By working and producing less we could improve health and wellbeing, and provide for forms of conviviality that our harried and insulated travel and work routines make impossible. A cultural revolution along these lines would challenge the advertisers’ monopoly on the depiction of prosperity and the good life. It would make the stuff that is now seriously messing up the planet – more cars, more planes, more roads, more throwaway commodities – look ugly because of the energy it squanders and the environmental damage it causes.

Such reconfiguring of the good life could alter conceptions of self-interest in affluent societies, highlighting the downsides of over-development and inviting reappraisal. If we have a cosmopolitan care for the wellbeing of the deprived people of the world and a concern about the quality of life of future generations, then we need to campaign for new attitudes to work, consumption, pleasure and self-realisation in the more affluent nations. Such a campaign would envisage forms of social transformation and personal epiphany analogous to those brought about through the feminist, anti-racist and anti-colonialist movements of recent history.”

After reviewing the historic positions of the left on the issue of happiness, Kate describes ‘alternative hedonism‘:

“‘Alternative hedonism’ is not a theory about what ought to be needed, or desired, or actually consumed. It is a theory about what some consumers, in their experience of the stress, overwork, ill-health, congestion, noise and pollution that accompany affluence, are themselves beginning to discover about the ‘anti’ or ‘counter’ consumerist aspects of their own needs and preferences. Its main interest is thus in an emerging ‘structure of feeling’, to invoke Raymond Williams’ concept, that is at once troubled by forms of consumption (such as car use or air flight) that were previously taken much more for granted, aware of former pleasures gone missing and sensing for the first time the summons of another way of living.

The alternative hedonist argument thus moves from an experienced ambivalence regarding existing patterns of consumption towards the alternative structure of satisfactions that are arguably latent within it, rather than presupposing the existence of needs for which there is no evidence in the conscious responses of people.

Nor does it presume that the ‘excesses’ of modern consumption can be corrected through a return to a simpler, objectively knowable, and supposedly more ‘natural’ or traditional way of being. It does not deny the sophistication of human desires, nor the need to accommodate the distinctively human quests for novelty, excitement, distraction, self-expression and the gratifications of what Rousseau termed amour propre – the need to be esteemed by others. It can even allow that the ‘fureur de se distinguer’ – the zeal for self-distinction which Rousseau associated with amour propre – is most easily supplied through material acquisition (at least if you have the money for it).
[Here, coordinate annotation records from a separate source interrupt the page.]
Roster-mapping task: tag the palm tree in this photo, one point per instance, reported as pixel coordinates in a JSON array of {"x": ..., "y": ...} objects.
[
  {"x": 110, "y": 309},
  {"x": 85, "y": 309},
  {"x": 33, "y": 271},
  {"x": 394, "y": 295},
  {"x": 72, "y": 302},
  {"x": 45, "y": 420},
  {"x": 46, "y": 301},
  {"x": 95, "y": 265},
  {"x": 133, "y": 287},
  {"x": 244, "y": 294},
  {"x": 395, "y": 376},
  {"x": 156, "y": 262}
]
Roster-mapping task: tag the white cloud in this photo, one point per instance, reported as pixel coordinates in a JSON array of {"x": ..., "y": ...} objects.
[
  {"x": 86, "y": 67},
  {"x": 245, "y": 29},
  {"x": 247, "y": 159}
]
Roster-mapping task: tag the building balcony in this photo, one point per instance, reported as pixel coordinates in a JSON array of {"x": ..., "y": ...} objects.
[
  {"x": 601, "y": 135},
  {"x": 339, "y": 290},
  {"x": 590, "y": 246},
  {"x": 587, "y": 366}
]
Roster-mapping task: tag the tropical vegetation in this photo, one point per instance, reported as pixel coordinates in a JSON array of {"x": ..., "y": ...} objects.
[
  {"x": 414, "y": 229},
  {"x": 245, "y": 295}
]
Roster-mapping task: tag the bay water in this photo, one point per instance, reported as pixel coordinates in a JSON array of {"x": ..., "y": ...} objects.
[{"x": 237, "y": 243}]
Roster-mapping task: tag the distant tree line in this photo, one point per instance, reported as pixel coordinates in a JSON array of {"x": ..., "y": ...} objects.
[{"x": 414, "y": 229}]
But what comes easiest, of course, is not necessarily the most rewarding or fulfilling, and the alternative hedonist case is that in deflecting more ‘spiritual’ demands on to materialist forms of display and competition, consumerism offers a reductive, limited and partial rein to desire. It offers too little rather than too much, reconciliation rather than transcendence. To invoke Adorno’s metaphor, it offers a society in which ‘everyone lives in aeroplanes’ but remains obedient to the edict ‘Thou shalt not fly.’